Making sure I understand your concern correctly:

  1. Certain devices will not be able to update and support CORS preflights, for example old printers
  2. There should be a way for websites to request access to such devices that bypasses PNA restrictions

Well, not really bypass restrictions, as the goal would not to let them be available through http, but as an attached device.

Do you propose to introduce a new API for loading websites that does not use http, then? Or a new scheme perhaps? Though that would not prevent CSRF, so I think I am missing your point. Could you explain how you envision a user agent would interact with a pseudo-device?

Not really, my point was to make it seen (if allowed) as a peripheral directly attached to the computer, with the browser deciding which device can be seen or not. That would solve the use case of legacy devices like printers, scanners, cameras, etc... But how it can be done, or even would it be the best solution for enabling those legacy devices is out of scope of this review.

If I've understood correctly, then I can certainly see your point. I have two reservations, however:

  1. This mechanism would significantly reduce the incentive for devices to implement PNA proper. In other words, it seems advantageous for device maintainers (and disadvantageous for user security) to classify all services as pseudo-devices.

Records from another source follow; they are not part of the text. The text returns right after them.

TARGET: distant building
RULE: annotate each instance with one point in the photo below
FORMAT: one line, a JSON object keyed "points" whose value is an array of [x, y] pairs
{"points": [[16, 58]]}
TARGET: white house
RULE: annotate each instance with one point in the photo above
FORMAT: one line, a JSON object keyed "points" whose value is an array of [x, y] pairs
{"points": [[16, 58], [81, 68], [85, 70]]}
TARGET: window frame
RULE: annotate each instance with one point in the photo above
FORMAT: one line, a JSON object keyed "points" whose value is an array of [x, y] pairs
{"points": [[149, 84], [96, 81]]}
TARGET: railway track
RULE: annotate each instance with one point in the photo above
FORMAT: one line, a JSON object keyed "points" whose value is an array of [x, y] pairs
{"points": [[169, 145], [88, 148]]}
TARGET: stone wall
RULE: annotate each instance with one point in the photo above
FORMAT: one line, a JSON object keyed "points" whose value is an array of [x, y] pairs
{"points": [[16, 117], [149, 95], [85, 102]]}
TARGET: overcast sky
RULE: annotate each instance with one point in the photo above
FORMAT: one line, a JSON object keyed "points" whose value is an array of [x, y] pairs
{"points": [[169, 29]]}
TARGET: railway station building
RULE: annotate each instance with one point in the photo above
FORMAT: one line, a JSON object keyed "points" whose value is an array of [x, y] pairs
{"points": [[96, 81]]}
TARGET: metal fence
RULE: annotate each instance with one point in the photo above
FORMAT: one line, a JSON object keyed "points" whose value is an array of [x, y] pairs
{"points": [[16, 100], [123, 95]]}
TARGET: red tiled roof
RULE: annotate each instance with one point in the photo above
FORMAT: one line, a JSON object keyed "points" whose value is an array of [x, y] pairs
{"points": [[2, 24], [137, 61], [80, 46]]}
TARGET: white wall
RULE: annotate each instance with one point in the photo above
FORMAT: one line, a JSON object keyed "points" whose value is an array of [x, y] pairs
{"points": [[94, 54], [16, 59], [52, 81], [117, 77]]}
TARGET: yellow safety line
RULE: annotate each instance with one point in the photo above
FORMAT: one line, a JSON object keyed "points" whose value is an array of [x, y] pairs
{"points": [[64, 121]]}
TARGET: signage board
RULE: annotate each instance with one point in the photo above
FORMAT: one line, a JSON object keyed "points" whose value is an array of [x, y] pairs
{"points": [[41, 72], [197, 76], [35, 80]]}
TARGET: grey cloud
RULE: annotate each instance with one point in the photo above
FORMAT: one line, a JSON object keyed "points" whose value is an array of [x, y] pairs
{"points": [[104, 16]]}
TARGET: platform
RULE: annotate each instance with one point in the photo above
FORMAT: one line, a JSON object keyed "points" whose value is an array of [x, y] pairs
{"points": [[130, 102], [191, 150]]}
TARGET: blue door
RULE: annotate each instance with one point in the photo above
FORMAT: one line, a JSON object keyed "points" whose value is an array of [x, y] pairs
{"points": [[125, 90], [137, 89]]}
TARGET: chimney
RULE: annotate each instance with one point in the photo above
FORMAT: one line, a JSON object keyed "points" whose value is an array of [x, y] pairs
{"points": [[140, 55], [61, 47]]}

I don't think so, as not all services can be seen as a pseudo device, router configuration is definitely not in that range. I think more about devices sitting on the local network where the function can be identified easily.

Who makes that call, and how is it made? I think this is a crucial question with such an approach.

Either the user agent has some list of acceptable pseudo-devices, or the target service must be trusted to self-identify, in which case we are back to solution relatively similar to the current proposal.

In the former case, it seems that the only recourse we have is to ask either the host OS or the user for help determining what are acceptable pseudo-devices to communicate with. I have shied away from asking users for input on the theory that most will be unable to make an educated decision on the risks involved with allowing a random website to probe at a private network device. As a defense-in-depth measure, I am not opposed to it. However, I believe relying on user consent alone would significantly weaken the protections afforded by the preflight protocol envisioned in the current spec.

Decisions in that case shouldn't be on the user, to avoid permission fatigue.

  1. It begs the question: how do you identify a pseudo-device? IP address alone works to an extent, but is hardly fool-proof. mDNS names are not authenticated either, though one could argue that on the private network they should be relatively stable.

mDNS is probably the most reliable way to identify an ipp or roap device, for example, but it is just a possibility.

On the second point, I think there is a difference between the local network and the private networks you can reach, like corporate private networks. The pseudo-device use case makes sense only for local networks, not for corporate private networks, for example.

Oh, so you propose allowing the pseudo-device attachment only work within the currently subnet(s)?

Yes, on remote private network, you can imagine that gateways to implement PNA would be in place to access devices that can't be directly upgraded.

That makes sense.

We discussed this again during our F2F, and decided that it looks good enough to close it. Thanks!